Цыганка устало выдыхает. Тусклый взгляд направлен на входную дверь в палату, казалось бы, столь давно оставленную и позабытую, словно и не она послужила порталом для перехода из ее старой никчемной жизни в ту, где она снова обрела его. Обрела, и вот-вот потеряет. Слабая полоска света мерцает, сотни теней от волшебников, проходящих рядом с ней. Задумчиво, в пустоту, поставив подбородок на плечо Энди, Вероника спрашивает.
- Как ты себя чувствуешь? Я могу забрать тебя отсюда?

+1

10

Qu'est-ce que cela me fait qu'elle danse ou non?
Cela ne me fait rien. Je suis heureux ce soir. Je suis très heureux.
Jamais je n'ai été si heureux.

Энди пьет воздух маленькими глотками. Пьет эту сухую пустоту, в абсурдном страхе захлебнуться. В каждом глотке – искорки, они щекочут горло, подобно пузырькам шампанского, наполняя голову веселящим газом, отравляющим рассудок больше, чем головная боль, чем открытая рана на сердце, чем  ожоги, скручивающие огненным жгутом половину измученного тела. Эндрю чувствует слабость и всевластие, ощущения пьяного человека. Дурман, застилающий его разум, исходит от женщины, которую он держит в своих объятиях, так близко, что жизнь, проведенная вдали от нее, все эти бесконечные годы, бесчисленные и никчемные, кажутся лишь глупым сном, мгновением, проскользнувшим  в секунду между соприкосновением ресниц. Будто Энди был ребенком, засмотревшимся на фокус иллюзиониста, замершим в момент чистого восторга. Изумленным, страстно верующим в чудо, и все же в глубине души осознающим – это лишь трюк. Она касается его лица своими нежными руками, ее губы оставляют пламенеющие следы на его коже, как метки, как доказательства своего нестерпимо-реального присутствия. Она убирает ладонь с его груди и оказывается полностью в его власти. Иллюзия обладания, безграничного доверия, они в объятиях друг друга, два осколка прошлого, искалеченные и заблудшие, кающиеся друг другу в том, как восхитительно грешны! Горечь грустных усмешек – кислота, разъедающая упоение, они играют бликами, то появляясь, то исчезая с ее лица вовсе, как мимолетные тени сумеречных бабочек, как бы ему хотелось сжечь их, бестолковых, суетных! Энди проводит рукой, так, что чувствует на ладони ее осторожное дыхание, смятение ресниц, щекочущих пальцы. Энди смахивает этот назойливый морок с любимых глаз, этот судорожный излом – с любимых губ. Он видит, подмечает каждую трещинку, каждую прореху в ее самообладании, в ее наглухо запахнутом мире, видит сквозь прожженные его поцелуями, его словами, его надеждами, ставни, как трескуче, как жарко горит эта маленькая вселенная.

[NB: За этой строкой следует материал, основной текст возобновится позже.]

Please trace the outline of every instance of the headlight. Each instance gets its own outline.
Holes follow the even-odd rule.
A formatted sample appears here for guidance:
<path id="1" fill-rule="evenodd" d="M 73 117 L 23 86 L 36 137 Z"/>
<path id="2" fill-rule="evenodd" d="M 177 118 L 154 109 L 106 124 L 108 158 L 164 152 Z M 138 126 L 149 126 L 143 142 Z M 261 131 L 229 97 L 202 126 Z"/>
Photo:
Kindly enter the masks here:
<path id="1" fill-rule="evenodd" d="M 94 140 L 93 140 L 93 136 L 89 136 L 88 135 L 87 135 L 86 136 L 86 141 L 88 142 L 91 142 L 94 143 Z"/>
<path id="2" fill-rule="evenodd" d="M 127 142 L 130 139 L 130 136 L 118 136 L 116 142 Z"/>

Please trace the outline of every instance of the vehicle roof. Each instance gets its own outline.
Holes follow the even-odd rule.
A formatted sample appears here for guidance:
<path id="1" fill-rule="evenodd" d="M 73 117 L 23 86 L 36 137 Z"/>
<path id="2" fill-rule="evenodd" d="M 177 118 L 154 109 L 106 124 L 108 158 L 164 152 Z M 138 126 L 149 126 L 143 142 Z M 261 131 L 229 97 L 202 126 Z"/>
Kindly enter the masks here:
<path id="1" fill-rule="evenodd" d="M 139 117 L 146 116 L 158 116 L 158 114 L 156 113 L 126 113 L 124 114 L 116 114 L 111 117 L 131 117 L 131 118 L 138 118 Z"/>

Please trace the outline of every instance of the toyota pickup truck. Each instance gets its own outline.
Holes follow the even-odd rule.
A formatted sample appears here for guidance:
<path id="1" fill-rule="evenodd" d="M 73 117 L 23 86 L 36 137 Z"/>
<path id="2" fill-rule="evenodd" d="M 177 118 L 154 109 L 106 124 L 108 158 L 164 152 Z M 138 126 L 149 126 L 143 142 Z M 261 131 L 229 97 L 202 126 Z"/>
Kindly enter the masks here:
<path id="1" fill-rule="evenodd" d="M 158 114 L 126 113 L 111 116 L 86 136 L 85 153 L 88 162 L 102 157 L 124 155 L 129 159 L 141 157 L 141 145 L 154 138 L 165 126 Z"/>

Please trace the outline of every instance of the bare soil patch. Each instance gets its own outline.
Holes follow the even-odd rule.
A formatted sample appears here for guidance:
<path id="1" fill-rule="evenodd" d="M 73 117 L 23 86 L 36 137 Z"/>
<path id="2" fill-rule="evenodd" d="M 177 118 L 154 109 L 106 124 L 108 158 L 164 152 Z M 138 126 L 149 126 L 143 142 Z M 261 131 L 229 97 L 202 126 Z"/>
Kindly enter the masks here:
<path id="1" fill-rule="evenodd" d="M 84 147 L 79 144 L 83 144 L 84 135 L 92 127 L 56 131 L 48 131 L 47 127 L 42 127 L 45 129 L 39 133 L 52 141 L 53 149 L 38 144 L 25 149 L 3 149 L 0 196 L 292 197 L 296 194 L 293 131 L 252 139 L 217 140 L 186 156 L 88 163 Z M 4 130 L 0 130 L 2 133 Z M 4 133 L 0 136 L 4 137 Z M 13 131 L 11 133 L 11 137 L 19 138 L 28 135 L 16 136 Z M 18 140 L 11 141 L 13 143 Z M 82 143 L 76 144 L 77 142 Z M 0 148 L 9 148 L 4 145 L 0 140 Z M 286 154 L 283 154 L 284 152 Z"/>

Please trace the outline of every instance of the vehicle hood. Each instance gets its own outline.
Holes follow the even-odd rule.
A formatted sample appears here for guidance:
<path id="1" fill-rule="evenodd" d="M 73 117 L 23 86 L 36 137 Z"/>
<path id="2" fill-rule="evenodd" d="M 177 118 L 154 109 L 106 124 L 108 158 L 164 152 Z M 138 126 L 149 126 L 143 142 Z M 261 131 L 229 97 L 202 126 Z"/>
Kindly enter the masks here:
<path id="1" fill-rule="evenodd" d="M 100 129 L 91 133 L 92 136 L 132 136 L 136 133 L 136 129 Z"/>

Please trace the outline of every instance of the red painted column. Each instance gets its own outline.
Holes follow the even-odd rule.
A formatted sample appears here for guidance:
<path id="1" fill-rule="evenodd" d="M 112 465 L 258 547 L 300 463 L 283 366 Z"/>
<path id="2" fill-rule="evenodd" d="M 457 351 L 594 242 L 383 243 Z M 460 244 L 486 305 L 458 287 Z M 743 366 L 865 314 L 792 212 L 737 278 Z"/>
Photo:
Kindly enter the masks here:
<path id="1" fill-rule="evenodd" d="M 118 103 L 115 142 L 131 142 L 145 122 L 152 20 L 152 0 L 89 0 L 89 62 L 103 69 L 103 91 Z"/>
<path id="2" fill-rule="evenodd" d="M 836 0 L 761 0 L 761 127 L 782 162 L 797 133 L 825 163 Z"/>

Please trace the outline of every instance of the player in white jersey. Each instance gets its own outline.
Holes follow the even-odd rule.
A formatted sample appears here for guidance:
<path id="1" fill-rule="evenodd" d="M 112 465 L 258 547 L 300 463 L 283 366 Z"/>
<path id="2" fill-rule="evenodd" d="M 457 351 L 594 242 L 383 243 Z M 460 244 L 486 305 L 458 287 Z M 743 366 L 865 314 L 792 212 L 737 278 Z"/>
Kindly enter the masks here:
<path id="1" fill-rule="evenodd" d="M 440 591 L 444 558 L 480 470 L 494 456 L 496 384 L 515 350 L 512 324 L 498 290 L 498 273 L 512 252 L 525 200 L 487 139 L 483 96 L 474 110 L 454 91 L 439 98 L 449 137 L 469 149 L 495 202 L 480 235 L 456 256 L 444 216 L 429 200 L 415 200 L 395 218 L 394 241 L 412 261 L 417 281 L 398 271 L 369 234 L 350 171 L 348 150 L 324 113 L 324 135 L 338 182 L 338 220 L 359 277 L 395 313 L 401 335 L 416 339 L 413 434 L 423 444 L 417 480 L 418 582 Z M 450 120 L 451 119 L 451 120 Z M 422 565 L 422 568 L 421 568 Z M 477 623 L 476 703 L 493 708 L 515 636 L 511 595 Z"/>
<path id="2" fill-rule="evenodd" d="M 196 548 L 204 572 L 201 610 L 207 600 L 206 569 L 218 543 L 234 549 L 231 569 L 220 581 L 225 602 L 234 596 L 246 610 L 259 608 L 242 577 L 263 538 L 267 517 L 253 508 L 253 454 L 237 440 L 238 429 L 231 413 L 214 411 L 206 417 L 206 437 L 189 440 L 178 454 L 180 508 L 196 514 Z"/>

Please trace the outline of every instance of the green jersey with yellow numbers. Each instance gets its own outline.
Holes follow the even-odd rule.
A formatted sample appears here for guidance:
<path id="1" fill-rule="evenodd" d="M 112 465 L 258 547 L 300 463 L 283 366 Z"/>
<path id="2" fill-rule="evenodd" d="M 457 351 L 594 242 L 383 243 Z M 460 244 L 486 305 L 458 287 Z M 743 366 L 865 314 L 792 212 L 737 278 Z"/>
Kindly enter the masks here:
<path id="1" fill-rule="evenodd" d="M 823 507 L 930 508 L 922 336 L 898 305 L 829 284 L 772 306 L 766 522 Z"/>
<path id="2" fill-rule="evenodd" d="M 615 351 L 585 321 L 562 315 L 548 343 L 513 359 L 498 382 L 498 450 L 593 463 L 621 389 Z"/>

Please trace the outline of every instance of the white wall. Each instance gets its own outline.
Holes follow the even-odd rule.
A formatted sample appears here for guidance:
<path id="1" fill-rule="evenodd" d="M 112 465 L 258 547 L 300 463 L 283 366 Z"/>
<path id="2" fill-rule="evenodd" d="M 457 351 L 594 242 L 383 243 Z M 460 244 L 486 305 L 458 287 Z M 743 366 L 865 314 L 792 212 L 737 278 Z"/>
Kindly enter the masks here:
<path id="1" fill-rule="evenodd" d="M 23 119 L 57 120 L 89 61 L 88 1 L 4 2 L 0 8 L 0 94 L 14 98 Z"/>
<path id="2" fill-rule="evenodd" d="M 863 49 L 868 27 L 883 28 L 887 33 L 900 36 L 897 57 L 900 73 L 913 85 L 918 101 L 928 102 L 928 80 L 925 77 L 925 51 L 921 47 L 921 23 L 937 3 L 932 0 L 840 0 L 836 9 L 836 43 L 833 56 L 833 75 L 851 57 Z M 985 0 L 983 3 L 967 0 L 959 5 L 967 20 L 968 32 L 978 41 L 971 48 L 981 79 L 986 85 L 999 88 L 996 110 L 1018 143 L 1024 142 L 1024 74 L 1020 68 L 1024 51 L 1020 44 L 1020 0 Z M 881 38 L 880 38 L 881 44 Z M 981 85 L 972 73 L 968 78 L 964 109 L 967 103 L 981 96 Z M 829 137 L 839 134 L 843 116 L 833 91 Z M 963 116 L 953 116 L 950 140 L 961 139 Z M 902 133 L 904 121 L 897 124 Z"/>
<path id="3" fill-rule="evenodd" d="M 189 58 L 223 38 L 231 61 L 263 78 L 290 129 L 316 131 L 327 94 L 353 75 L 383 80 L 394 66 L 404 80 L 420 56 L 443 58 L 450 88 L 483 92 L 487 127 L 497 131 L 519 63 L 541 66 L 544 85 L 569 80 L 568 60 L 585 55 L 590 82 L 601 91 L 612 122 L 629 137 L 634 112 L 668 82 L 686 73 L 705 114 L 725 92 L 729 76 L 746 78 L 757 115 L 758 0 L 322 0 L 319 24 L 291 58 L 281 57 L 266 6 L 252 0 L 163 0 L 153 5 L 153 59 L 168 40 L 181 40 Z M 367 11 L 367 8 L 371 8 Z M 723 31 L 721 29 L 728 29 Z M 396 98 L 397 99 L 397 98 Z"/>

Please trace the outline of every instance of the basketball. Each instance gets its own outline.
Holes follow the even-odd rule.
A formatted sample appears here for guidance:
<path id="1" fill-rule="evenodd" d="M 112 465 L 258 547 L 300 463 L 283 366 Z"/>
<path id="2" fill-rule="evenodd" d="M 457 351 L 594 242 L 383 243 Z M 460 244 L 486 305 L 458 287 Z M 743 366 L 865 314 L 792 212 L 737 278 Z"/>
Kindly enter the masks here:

Он видит сомнения, призраками, бьющиеся о соляные столпы, гудящие в ее голове, взывающие. Он видит ее усталость. Он видит ее всю.
-Ты та, кого я люблю, - эхом откликается он, по спине бегут мурашки, как будто вечность приблизилась к ним вплотную, и легонько дует сквозь замочную скважину. Сейчас Энди нет дела до ее лжи, он готов простить Веронике все, будь то его кровь на ее руках, будь то слова, отдающие медом и полынью, будь то вся ее душа, принадлежащая другому. У цыганок нет души. Так говорили, Энди помнил. Душа Вероники светилась в ее глазах, огромная, как бескрайние степи, как воронка небес над ними, как неизбывная любовь, что космосом говорила с Энди, когда эта женщина лишь глядела на него. Он отдал бы жизнь за нее, он чуть было не отдал, пока она и не помнила о нем, Эндрю знал, что сделал бы это вновь, если это мгновение, подле Вероники – последнее, если это лишь иллюзия поврежденного рассудка, сладкий обман миллиграммов морфия внутривенно. Если бы она ушла, он сделал бы это вновь. Когда она уйдет, он сделает это. Он чувствует грудью ее вздох, тяжелый, как сама неизбежность, слушает ее тихий голос, замедляя время, измельчая песок в часах, каждую песчинку до неосязаемой пыли. Энди знает, ее не так много. Горстка лишь для того, чтобы попрощаться и еще щепотка – подвести черту.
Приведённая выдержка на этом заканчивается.